Je ligt een al een maand in het ziekenhuis. Omdat je tijdens je opname een bacterie oploopt mag je niet eens je kamer af. Je bent nog vol in een delier. Het zit tegen. Ik neem je discman met koptelefoon mee, je bent altijd dol op muziek geweest. Wat een succes, wat een ingeving. Je danst in je kamertje (lichamelijk ben je nog steeds superfit). Zingt mee, lachend van oor tot oor.
Maar je bent ook boos, heel boos, vind iedereen die langsloopt in de gang stom, achterlijk! Je windt je echt enorm op! Probeert in je deuropening, ieders aandacht te vangen staand achter de drempel. Je mag niet over de drempel, anders worden ze boos in het ziekenhuis (hoe achterlijk, onmenselijk….). Je roept en schreeuwt, zwaait met je armen…. Schrijnend, ik moet er zo van huilen.

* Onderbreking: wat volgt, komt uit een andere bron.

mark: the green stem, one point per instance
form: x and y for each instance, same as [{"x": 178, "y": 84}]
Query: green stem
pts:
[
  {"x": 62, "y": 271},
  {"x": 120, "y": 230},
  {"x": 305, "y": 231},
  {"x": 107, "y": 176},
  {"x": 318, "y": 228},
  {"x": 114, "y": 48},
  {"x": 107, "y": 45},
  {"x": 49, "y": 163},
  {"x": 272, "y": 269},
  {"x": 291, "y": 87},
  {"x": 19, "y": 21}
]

Tot ik jou boosheid begrijp. Je snapt niet dat de voorbijgangers jouw muziek niet horen, niet enorm enthousiast worden van je muziekkeuze, niet meezingen en mee-dansen. Uitleg over wat een koptelefoon doet, dat jij de muziek alleen kan horen, lost het niet op. De discman wil ik ook niet afnemen. Ik neem een kleine speaker mee, daarmee gebeuren opeens wonderen met de passanten op de gang!